This is a guest post by Matthew Heusser.
If you study test literature, you’ll see that most of it don’t talk about knowing when testing is done. Testing is done when all the tests have run, goes the thinking. Yet test ideas occur as the testing is proceeding. Often, five minutes of testing will net 10 additional minutes of test ideas.
So when do you stop? How much testing is enough?
In a graduate software engineering class, my old professor, Paul Jorgensen, showed his research on the triangle problem — a simple computer program that took three inputs and provided one output. Jorgensen found that every book and article on the subject had a different number of test ideas listed.
What all those books missed was context. The “right” amount of testing depends on social and political factors as much as it does technical factors.
The same is true for your own testing. Let’s examine seven ways you can decide you are done testing.
1. You walked through all the test ideas you were given
The feature or story came with some sample scenarios, and you ran through all of them. That means you let someone else do the heavy lifting of test design and did only what they wrote. However, some of the best ideas in testing occur to the engaged tester as they are doing the work, so there may yet be more to do. But if you were asked to stay within a specific scope, finishing the list is an easy way to know you’re done.
2. The time for testing ran out
Someone bursts into the room, saying the software must ship. (OK, perhaps it was presented in a more subtle way.) You may have something new to test at this point, but you’re unable to do two things at once. Or maybe the “To test” column of the board is filling up. Like it or not, we have a finite amount of time for testing, so these may be good indicators that it’s time to stop.

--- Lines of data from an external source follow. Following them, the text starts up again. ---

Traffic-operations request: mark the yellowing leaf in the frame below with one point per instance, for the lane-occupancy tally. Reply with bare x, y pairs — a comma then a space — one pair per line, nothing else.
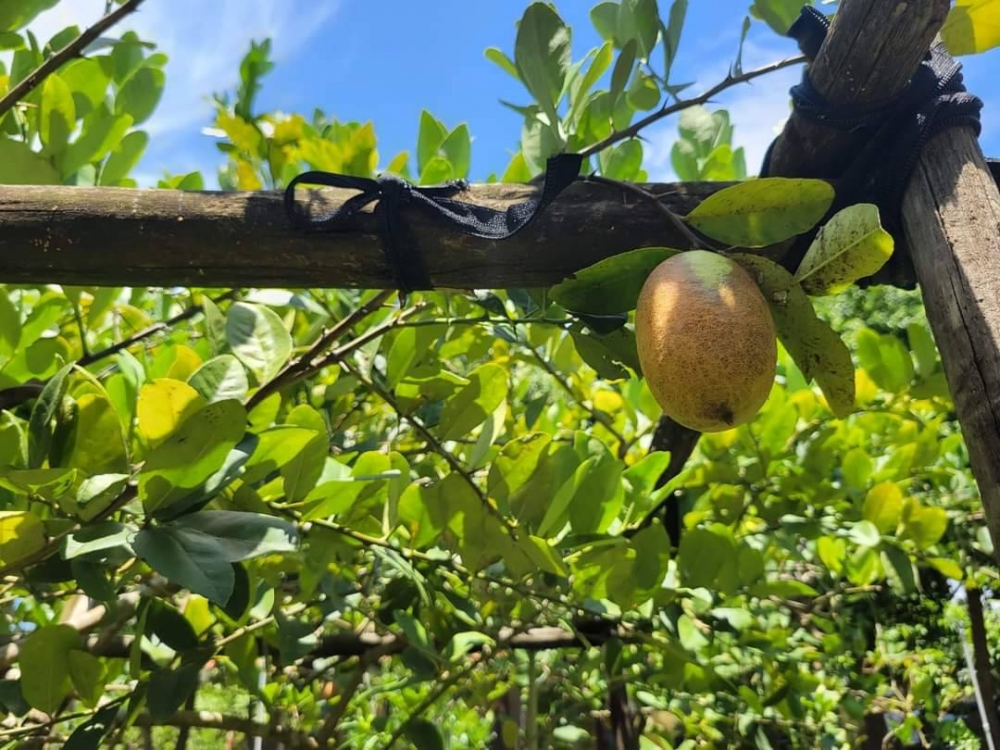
763, 211
883, 506
851, 246
817, 350
97, 441
163, 405
21, 534
972, 26
924, 525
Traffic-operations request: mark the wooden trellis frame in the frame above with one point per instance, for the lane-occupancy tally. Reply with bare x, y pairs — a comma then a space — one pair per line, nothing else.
102, 236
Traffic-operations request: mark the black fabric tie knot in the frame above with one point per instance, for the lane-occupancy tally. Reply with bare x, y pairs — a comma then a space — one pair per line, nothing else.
393, 194
893, 131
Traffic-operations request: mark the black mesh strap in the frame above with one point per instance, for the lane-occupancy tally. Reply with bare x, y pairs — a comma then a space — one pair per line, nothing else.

3. You’re experiencing diminishing returns
This strategy is similar to the way you know that popcorn is done in a microwave oven; as time goes on, the pops get farther and farther apart. You stopped finding bugs a long time ago, and the test ideas you have are sufficiently hard to run that you think they will yield lower results. Better yet, even if they did have errors, the errors would be small, or only happen with a complex and rare setup. It’s not worth continuing testing.
4. Testers are exhausted
This is related to diminishing returns but works better when the change is limited in scope (the team is only deploying a change to search) and rolls out to a limited set of power users through feature flags. If the impact is limited, you can say, “There are probably more bugs here, but we can let the customers find them and roll back if we have to.” Having this option is better than not having it.
5. Your test ideas are out of scope
Management looked at the list of test ideas you have and said, “We can live if those things fail.” Just ask them to put it in an email.

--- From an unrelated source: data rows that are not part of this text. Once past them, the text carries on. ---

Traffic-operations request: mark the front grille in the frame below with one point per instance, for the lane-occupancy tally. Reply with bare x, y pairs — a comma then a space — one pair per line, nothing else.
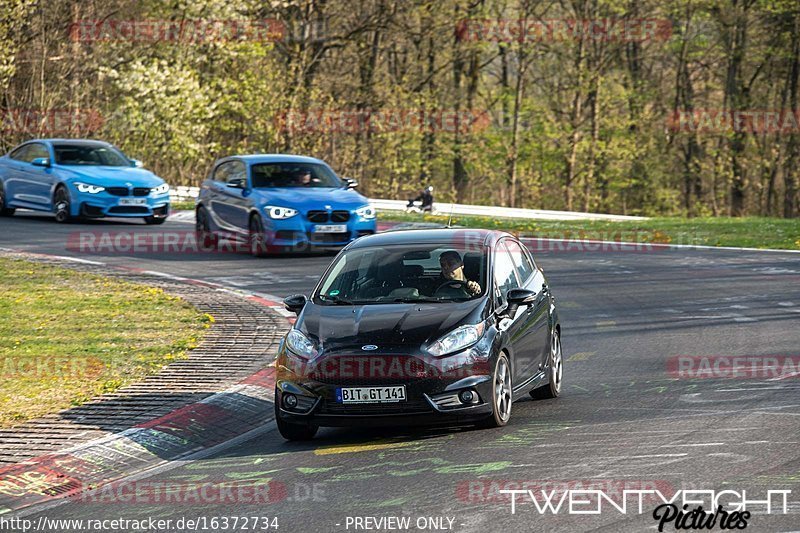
118, 191
340, 216
322, 238
317, 216
375, 371
129, 210
91, 211
328, 407
288, 235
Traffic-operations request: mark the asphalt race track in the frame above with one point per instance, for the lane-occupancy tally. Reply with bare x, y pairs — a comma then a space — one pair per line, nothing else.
623, 421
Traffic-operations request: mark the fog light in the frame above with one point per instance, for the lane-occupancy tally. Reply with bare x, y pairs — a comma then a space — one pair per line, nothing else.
290, 401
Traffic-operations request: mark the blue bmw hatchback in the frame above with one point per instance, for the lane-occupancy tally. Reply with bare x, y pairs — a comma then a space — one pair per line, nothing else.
80, 178
281, 202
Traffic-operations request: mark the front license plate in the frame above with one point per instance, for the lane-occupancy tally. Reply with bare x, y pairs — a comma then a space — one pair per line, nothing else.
330, 228
133, 201
392, 394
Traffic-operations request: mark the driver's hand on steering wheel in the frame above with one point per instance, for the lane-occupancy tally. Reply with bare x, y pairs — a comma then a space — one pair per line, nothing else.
473, 287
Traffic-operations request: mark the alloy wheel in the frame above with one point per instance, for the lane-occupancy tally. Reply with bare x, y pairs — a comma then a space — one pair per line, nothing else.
502, 389
62, 205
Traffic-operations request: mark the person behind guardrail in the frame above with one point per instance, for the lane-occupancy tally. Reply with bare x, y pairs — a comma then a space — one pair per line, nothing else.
425, 197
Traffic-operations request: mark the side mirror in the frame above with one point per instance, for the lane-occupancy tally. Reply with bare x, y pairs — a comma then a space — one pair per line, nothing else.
517, 298
295, 303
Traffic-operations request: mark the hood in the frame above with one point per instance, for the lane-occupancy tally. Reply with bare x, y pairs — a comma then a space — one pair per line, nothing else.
311, 196
111, 176
388, 326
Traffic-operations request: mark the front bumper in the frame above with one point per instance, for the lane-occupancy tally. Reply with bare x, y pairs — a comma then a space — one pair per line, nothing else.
103, 204
432, 389
299, 233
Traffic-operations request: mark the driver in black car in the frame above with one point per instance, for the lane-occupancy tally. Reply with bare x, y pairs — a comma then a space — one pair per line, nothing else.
453, 270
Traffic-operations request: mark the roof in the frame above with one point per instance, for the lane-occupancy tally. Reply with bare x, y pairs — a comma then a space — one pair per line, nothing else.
460, 236
276, 158
71, 141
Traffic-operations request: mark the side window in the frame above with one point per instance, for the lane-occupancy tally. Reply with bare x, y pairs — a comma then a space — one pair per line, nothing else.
36, 150
238, 171
222, 173
521, 261
20, 153
504, 272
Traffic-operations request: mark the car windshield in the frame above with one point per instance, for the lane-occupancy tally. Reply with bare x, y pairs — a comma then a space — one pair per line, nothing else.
405, 274
271, 175
90, 155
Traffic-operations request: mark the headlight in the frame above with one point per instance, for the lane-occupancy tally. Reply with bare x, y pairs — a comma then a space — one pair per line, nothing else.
457, 340
300, 344
161, 189
91, 189
279, 213
366, 212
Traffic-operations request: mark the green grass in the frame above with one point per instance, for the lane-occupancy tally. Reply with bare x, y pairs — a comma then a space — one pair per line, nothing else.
66, 336
752, 232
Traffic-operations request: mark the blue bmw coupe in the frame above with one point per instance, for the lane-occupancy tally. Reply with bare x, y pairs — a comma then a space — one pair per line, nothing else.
281, 202
80, 178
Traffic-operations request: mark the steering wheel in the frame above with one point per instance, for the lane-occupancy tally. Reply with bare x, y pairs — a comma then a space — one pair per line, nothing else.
453, 284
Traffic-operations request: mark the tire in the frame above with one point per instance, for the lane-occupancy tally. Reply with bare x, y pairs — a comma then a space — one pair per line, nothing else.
5, 211
61, 205
555, 365
202, 229
291, 431
255, 239
502, 394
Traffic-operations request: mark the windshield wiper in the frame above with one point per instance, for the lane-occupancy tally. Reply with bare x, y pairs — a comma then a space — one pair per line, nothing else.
336, 300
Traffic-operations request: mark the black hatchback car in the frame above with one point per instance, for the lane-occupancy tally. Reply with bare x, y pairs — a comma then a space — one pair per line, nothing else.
441, 326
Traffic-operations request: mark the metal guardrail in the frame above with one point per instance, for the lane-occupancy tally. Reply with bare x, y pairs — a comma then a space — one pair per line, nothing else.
183, 193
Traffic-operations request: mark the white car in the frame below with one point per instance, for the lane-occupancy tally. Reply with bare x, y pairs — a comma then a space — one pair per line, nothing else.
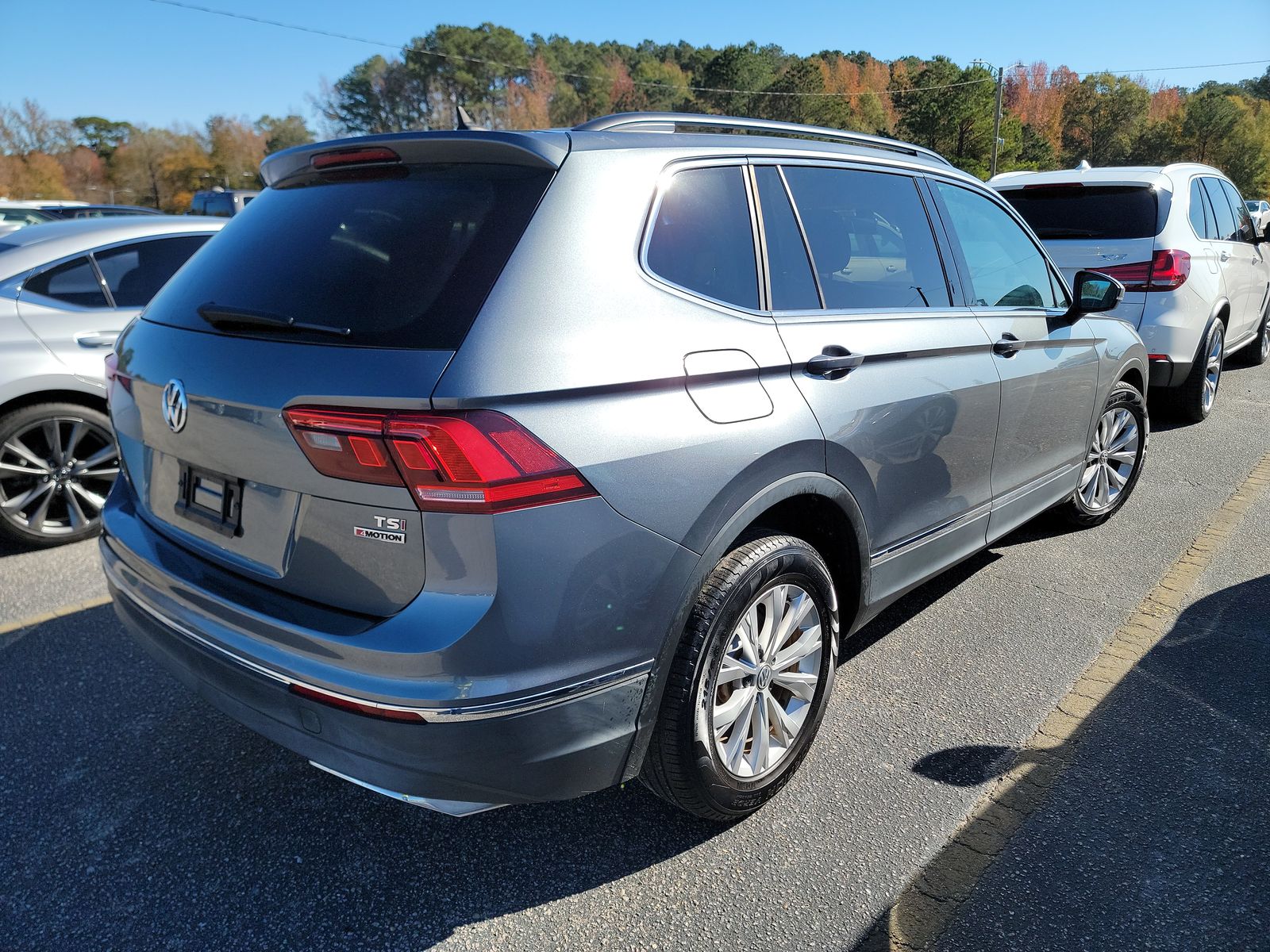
1260, 213
1181, 241
67, 291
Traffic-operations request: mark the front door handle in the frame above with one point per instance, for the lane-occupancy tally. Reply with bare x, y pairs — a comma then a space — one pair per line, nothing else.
97, 338
833, 362
1009, 346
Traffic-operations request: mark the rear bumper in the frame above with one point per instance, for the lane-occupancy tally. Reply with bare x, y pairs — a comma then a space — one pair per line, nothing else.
552, 748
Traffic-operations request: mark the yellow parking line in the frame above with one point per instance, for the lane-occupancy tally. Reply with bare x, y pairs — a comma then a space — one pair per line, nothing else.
931, 900
61, 612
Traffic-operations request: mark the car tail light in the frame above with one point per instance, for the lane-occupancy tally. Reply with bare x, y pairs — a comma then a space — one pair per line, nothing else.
114, 376
468, 461
346, 158
1168, 270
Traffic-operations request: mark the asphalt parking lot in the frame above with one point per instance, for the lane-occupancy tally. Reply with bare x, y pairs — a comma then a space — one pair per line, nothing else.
137, 818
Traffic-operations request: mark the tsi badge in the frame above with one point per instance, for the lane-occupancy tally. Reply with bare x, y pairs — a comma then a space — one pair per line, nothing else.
387, 530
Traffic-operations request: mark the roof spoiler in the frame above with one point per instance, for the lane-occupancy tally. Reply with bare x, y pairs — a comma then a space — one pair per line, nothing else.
537, 150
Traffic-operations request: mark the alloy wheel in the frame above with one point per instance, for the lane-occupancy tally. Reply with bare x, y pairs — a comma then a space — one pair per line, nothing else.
55, 475
1110, 461
766, 682
1213, 367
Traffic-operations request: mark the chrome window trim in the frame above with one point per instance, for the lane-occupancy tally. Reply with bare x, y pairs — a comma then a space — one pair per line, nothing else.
996, 198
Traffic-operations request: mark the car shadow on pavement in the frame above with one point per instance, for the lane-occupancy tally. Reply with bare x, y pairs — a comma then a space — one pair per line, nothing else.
1146, 827
137, 816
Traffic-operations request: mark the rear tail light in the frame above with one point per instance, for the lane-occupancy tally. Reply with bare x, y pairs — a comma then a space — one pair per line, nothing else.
1168, 270
470, 461
346, 158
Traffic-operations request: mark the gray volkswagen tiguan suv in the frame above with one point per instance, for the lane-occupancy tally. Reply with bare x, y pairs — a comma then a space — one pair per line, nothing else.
493, 467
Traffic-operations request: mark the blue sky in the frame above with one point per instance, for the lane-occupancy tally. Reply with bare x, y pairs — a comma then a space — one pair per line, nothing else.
152, 63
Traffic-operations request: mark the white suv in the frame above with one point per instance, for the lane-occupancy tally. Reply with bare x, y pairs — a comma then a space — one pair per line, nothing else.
1181, 241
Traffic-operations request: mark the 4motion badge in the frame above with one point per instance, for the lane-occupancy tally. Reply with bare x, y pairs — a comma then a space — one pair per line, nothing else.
387, 530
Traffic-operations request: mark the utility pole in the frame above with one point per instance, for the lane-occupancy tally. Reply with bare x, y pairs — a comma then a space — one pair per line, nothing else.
996, 121
996, 109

6. Remaining test ideas are below the cut line
For some reasonable reason, management (or the team) decided how much time to invest in testing. This might be four hours. You organize the tests, prioritize them, and run them until time runs out. That’s a lot different from having a pile of test ideas on the floor in no order and stopping at an arbitrary point. If you can, get buy-in on that sorted order. When bugs show up, if they are below the cut line, that needs to be the result of management’s (or the team’s) decision.

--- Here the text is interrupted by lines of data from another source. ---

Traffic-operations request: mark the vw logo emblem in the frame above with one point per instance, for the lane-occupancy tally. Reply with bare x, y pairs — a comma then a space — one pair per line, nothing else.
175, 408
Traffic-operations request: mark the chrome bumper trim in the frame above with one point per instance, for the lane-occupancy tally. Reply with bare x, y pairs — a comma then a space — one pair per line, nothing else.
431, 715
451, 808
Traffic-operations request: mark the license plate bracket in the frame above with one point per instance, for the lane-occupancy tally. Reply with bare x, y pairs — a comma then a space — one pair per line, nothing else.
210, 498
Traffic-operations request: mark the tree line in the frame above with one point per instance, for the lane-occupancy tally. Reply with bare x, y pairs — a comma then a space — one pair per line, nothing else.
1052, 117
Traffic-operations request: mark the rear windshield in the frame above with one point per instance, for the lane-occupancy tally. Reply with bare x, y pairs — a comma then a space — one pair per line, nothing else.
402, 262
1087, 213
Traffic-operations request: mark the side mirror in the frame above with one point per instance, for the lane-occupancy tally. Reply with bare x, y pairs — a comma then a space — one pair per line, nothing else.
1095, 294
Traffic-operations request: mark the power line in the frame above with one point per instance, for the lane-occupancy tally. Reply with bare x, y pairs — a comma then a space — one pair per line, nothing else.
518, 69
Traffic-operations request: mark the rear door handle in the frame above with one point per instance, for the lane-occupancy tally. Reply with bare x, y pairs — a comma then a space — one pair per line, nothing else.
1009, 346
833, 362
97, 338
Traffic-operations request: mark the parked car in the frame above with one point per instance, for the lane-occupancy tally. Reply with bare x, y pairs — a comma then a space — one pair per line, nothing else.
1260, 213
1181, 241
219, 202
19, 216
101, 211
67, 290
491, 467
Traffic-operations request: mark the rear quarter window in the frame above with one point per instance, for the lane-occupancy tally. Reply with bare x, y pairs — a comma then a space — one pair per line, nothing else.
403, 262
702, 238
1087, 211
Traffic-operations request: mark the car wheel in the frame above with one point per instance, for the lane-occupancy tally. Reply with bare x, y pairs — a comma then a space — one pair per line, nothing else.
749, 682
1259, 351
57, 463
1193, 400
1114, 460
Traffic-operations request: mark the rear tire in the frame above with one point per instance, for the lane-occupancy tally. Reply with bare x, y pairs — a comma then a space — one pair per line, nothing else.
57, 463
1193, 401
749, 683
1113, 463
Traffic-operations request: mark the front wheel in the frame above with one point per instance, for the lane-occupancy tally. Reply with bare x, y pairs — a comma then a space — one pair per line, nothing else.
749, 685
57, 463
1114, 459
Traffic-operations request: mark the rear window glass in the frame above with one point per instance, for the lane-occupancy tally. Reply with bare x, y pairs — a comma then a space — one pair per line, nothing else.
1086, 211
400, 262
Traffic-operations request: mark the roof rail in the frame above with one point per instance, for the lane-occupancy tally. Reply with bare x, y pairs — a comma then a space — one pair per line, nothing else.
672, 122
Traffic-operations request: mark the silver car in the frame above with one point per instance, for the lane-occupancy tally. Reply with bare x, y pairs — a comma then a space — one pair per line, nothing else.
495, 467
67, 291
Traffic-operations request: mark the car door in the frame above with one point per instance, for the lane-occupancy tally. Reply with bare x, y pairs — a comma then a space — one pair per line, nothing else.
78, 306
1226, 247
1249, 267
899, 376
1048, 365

7. Tests are below an agreed-on priority
Karen Johnson’s RCRCRC heuristic provides the tools to decide what to test for a specific build, instead of doing the same thing every time. That list asks you to consider changes that are recent, core, risky, configuration-sensitive, recently repaired, or chronic. Use custom fields to your test cases to help decide what to test for this build, perhaps with a weight, and sort for the things that score high enough to test. Over time, track what bugs are missed and improve your algorithm.
Conclusion: Create a test strategy
One thing you’ll notice above is a recurring theme of published test ideas. These are transparent and available to everyone. Put them in your test case management tool. Call them charters and measure sessions or threads, and get as high-level or as detailed as you like — but have a list. Once you have that list, you can start to talk about coverage in a meaningful way.
Provide for the micro situation of when to stop testing a feature and the macro of when to stop testing the integration of features, and you may just find you have a test strategy that stands up to scrutiny under conditions of uncertainty and ambiguity. That’s a lot more than many organizations can say.
The list above helps aid in decisions when trust is low. When trust is higher, you can just test when you know it’s time to be done.
P.S. Over a decade ago, Michael Bolton wrote a great piece on stopping heuristics: guidelines for when to stop testing. I did not review that article before writing this, as I was trying to bring a fresh perspective. Reading it now, If you want a quick and dirty set of tripwires for your testing — “if you’ve stepped over this, you might be done” — check it out.
Matthew Heusser is the Managing Director of Excelon Development, with expertise in project management, development, writing, and systems improvement. And yes, he does software testing too.